Há decisões que reconhecem a ludopatia como transtorno psiquiátrico equiparável ao alcoolismo, ensejando afastamento médico e previdenciário.
Outro aspecto de alerta é que, se for demonstrado que o ambiente laboral contribuiu ou agravou a dependência em jogos — por exemplo, pela pressão financeira excessiva, metas abusivas ou cultura de incentivo a apostas corporativas (realização de “bolões” ou jogos de azar internos) — pode haver responsabilidade civil do empregador. Sendo reconhecido o nexo de causalidade ou concausalidade entre a doença e as atividades laborais, poderá haver condenação em:
- Indenização por danos morais (sofrimento psíquico, estigmatização).
- Estabilidade acidentária de 12 meses após a alta previdenciária (art. 118, Lei 8.213/91).

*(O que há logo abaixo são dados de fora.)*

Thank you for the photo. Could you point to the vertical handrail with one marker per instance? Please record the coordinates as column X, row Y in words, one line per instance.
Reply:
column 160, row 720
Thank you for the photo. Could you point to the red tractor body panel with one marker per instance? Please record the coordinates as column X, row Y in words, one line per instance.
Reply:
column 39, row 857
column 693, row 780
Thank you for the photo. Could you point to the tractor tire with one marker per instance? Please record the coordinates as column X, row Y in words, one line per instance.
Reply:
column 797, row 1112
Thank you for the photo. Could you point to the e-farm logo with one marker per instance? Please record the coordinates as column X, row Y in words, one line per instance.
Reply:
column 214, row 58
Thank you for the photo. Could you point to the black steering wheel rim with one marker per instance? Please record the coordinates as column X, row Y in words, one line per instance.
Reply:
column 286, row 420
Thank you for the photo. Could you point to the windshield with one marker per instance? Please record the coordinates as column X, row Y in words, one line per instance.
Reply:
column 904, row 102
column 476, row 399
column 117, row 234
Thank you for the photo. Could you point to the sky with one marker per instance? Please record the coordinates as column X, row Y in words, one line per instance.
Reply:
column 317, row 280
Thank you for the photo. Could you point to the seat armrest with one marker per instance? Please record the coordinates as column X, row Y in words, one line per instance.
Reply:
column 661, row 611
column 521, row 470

- Custos previdenciários e regressivos junto ao INSS.
A empresa que ignora sinais de adoecimento e apenas pune o empregado sem oferecer suporte pode ser responsabilizada por violação ao dever de proteção e cuidado. Ou seja, o risco jurídico nasce justamente da ausência de política preventiva.

5. Estratégias de compliance para mitigar o vício em apostas no trabalho
A governança eficaz requer respostas estruturadas – e não reativas – diante desse tipo de risco. Algumas medidas práticas incluem:
a) Políticas e controles internos
- Inserir vedações explícitas a apostas durante o expediente ou com recursos da empresa no Código de Ética e Conduta;
- Definir protocolos de uso de rede corporativa e dispositivos eletrônicos;
- Reforçar controles em áreas sensíveis (financeiro, supply chain, controladoria);
- Incorporar análises de integridade comportamental em due diligence e processos seletivos.
b) Cultura e prevenção
- Programas de educação financeira e consciência digital;
- Treinamentos sobre riscos comportamentais e dilemas éticos;
- Campanhas internas que desnormalizem o jogo e valorizem o equilíbrio emocional.

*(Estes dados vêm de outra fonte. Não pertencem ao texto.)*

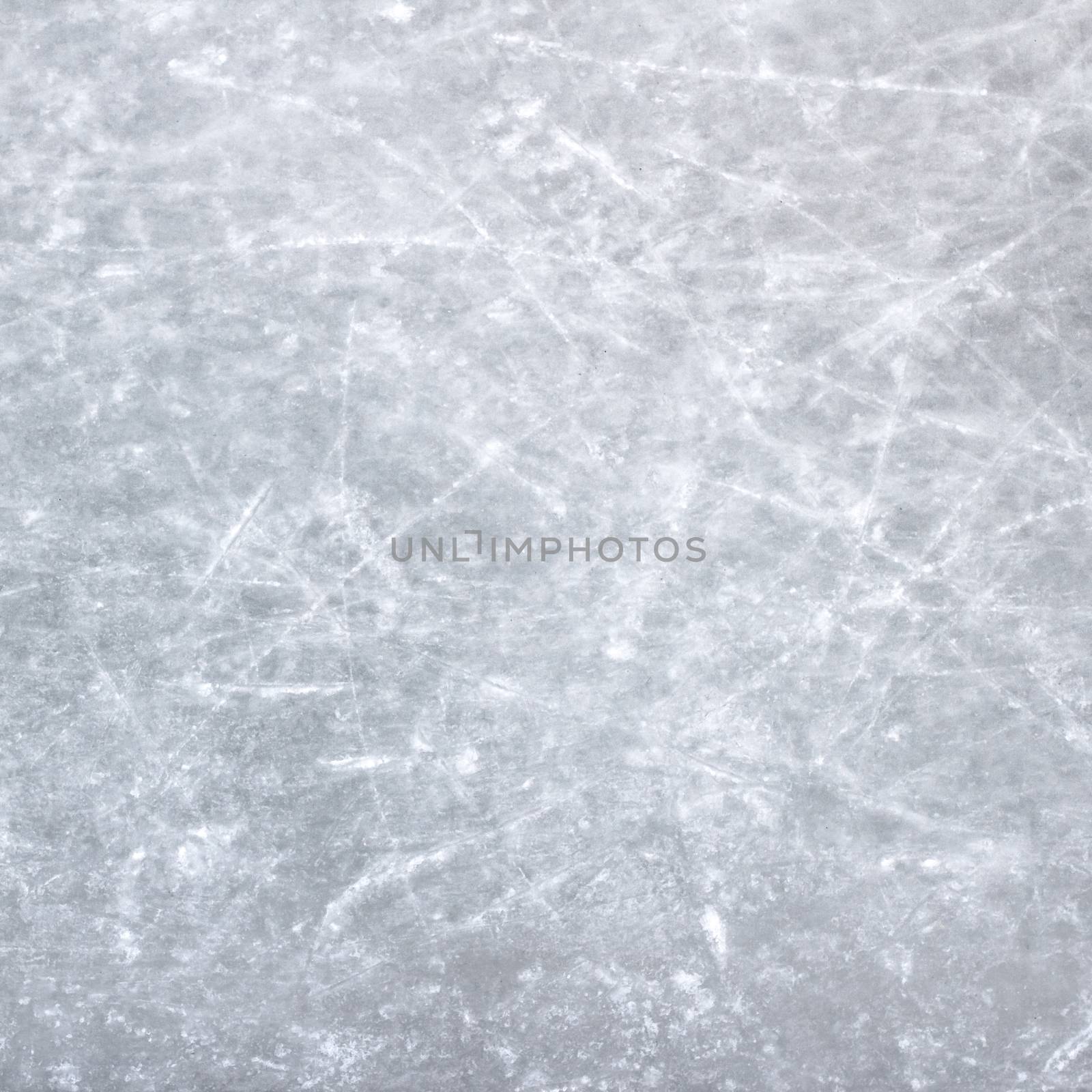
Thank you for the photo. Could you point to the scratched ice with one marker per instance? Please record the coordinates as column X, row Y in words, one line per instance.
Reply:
column 281, row 281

c) Saúde mental e acolhimento
- Criação de Programas de Apoio ao Empregado (EAP) com suporte psicológico;
- Encaminhamento terapêutico em parceria com planos de saúde;
- Comunicação empática e sigilosa, evitando estigmatização.
d) Gestão de crises e reputação
- Protocolos para investigação e resposta a incidentes;
- Comunicação responsável e transparente com stakeholders;
- Alinhamento das ações de gestão de pessoas ao eixo “S” do ESG, reforçando compromisso social e humano.

6. Conclusão: o desafio ético da era das apostas
O vício em apostas é o novo risco invisível das relações corporativas. Ele combina três elementos que desafiam a governança:
- É comportamental, portanto, de difícil detecção;
- É socialmente normalizado, o que reduz a percepção de risco;
- É altamente destrutivo, tanto para o indivíduo quanto para a organização.
Restringir o tratamento do tema à esfera disciplinar ou jurídica equivale a uma abordagem meramente reativa, incapaz de enfrentar suas causas estruturais.
A resposta precisa estar integrada à gestão de riscos de integridade, à cultura ética e à governança responsável.
A prevenção, nesse caso, é parte da própria estratégia de sustentabilidade e reputação corporativa.
O compliance humanizado é aquele que compreende que integridade não se resume a punir desvios, mas também a compreender vulnerabilidades e criar condições para decisões éticas.
O desafio, portanto, não é apenas jurídico: é ético, cultural e institucional.